GAB initiated panic on AIX with low system utilization

book

Article ID: 100023102

calendar_today

Updated On:

Resolution

In the errlog, the following entry is found:
---------------------------------------------------------------------------
LABEL:  KERNEL_PANIC
IDENTIFIER:225E3B63
Date/Time:       Mon Nov  3 12:13:102008
Sequence Number: 1074016
Machine Id:      00344C0C4C00
Node Id:        xxxxxxx
Class:          S
Type:            TEMP
Resource Name:   PANIC
Description
SOFTWARE PROGRAM ABNORMALLY TERMINATED
Recommended Actions
PERFORM PROBLEM DETERMINATION PROCEDURES
Detail Data
ASSERT STRING
PANIC STRING
GAB: Port h halting system due to client process failure
---------------------------------------------------------------------------

The stack trace of the stack which caused the panic is:
(3)>f
pvthread+00DC00 STACK:
[00021B50].panic_trap+000000()
[0896632C]gab_halt+000080 (??)
[0896632C]gab_halt+000080(??)
[08961B6C]gab_kill_process+0000A8 (??)
[08958D58]gab_timerscan+00032C(??)
[089547E0]gab_timeout_daemon+000080 (??)
[000FF624]procentry+000010(??, ??, ??, ??)
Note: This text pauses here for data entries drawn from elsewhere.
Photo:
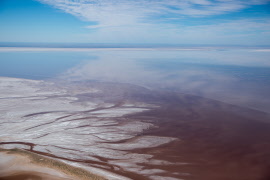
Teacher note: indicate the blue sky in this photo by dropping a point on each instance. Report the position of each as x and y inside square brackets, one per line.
[211, 22]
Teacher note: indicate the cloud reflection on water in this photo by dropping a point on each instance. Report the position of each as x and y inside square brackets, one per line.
[233, 76]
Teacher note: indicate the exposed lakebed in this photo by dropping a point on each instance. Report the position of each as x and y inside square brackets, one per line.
[122, 131]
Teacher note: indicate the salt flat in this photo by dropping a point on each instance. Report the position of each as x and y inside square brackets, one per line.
[43, 118]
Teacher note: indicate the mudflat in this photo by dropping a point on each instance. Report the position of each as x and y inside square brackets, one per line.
[123, 131]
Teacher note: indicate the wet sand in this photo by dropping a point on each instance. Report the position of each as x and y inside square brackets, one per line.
[196, 138]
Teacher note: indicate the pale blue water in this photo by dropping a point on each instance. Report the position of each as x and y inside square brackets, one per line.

Usually this happens when the system is under stress and HAD (running in user space) does not get CPU cycles in time to respond to GAB (in kernel space).

However, it has been seen on AIX that HAD can be paged out even if the system is more or less idle.

To avoid this, it is advised to change the setting for  lru_file_repage from 1 to 0.

If lru_file_repage is set to 1, computational and non-computational pages can be swapped out. This includes HAD, and a paged-out HAD can easily miss a response to a GAB heartbeat.

To check the current value of lru_file_repage:
# vmo -o lru_file_repage

To change the value of lru_file_repage:
# vmo-p -o lru_file_repage=0
 
or 1 to enable

Issue/Introduction

GAB initiated panic on AIX with low system utilization